Peut-on dire qu’une Église qui ignore le sensus fidei, (expression de la foi des fidèles), qui refuse d’intégrer canoniquement les laïcs et les femmes, qui est hostile à la contraception, puis, plus récemment au mariage homosexuel, s’est « intérieurement sécularisée » ? Ces pastorales ont-elles échoué pour être allées trop loin, ou pas assez loin ? En conséquence, le recul de la pratique est-il dû l’excès de la sécularisation ou à son insuffisance ?
Pour y répondre, il faut, me semble-t-il, constamment revenir à la source évangélique. Certes, le christianisme actuel n’a plus rien à voir avec celui du temps de Jésus, où il n’y avait ni prêtres, ni évêques, ni pape, ni institution, ni bâtiments ecclésiaux, ni sacrements, sauf le baptême et, en germe, l’eucharistie. Il est légitime que, selon les contextes, il ait pris des orientations inédites. Et dans cette tâche, l’institution a toujours soutenu qu’elle restait fidèle à son fondateur.
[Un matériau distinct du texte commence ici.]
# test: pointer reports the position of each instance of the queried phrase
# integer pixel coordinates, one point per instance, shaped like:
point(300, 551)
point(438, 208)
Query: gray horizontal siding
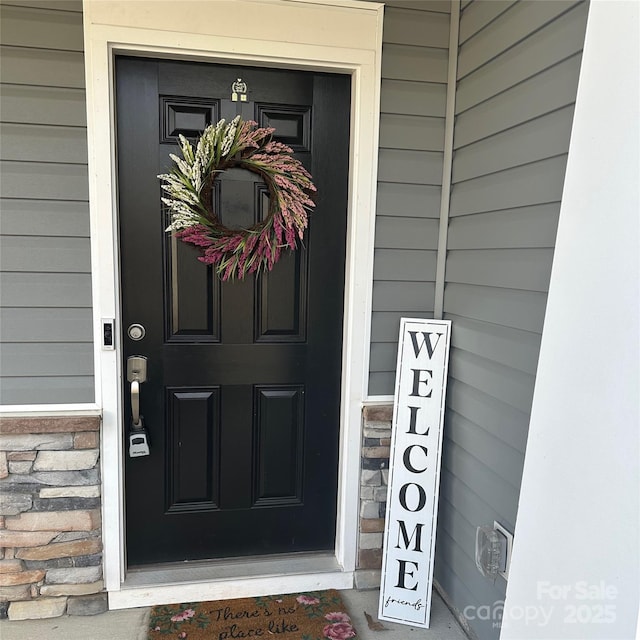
point(543, 49)
point(46, 342)
point(412, 104)
point(517, 81)
point(41, 28)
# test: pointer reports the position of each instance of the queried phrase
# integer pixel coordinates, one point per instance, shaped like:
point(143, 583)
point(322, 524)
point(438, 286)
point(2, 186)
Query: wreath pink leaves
point(188, 187)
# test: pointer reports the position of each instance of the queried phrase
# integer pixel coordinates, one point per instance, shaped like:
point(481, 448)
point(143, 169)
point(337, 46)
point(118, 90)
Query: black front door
point(243, 391)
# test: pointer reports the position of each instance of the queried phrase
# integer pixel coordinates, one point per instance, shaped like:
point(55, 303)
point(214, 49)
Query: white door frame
point(343, 36)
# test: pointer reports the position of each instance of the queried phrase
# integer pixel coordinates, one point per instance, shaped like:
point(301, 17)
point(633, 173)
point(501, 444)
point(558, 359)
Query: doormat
point(317, 615)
Mais suffisamment d’études prouvent aujourd’hui le contraire. Le traitement fait aux femmes (Jésus ne leur a jamais assigné de critères de genre) en est une illustration exemplaire.
Aussi, monte aux lèvres une question impérieuse : ne doit-on pas, d’abord, revenir à l’attitude de Jésus pour la mettre en actes, pour faire du neuf avec ce qui a déjà été annoncé, par exemple l’égalité entre les hommes et les femmes et la communion interne du peuple de Dieu, en mettant fin à la division non évangélique entre les clercs et les laïcs ?
Il me semble, pour faire droit à la qualité des analyses de Yann Raison du Cleuziou, qu’elles pourraient être élargies. Il existe de multiples raisons au recul de l’Église catholique, et d’autres réponses que la réponse traditionaliste, qui n’est qu’un copié-collé du passé.
Plutôt que de reproduire « ce qui a marché », ne faut-il pas regarder le Christ « qui fait toutes choses nouvelles » – et qui, dans les évangiles, a dit tout ce dont nous avons besoin ? Á la simple condition de ne pas oublier sa parole. Pour cela, il suffit peut-être d’entendre, avec François Cassingena-Trévedy, que le « cœur du christianisme commence seulement de battre », et d’en témoigner avec la force et le courage dont nous sommes capables.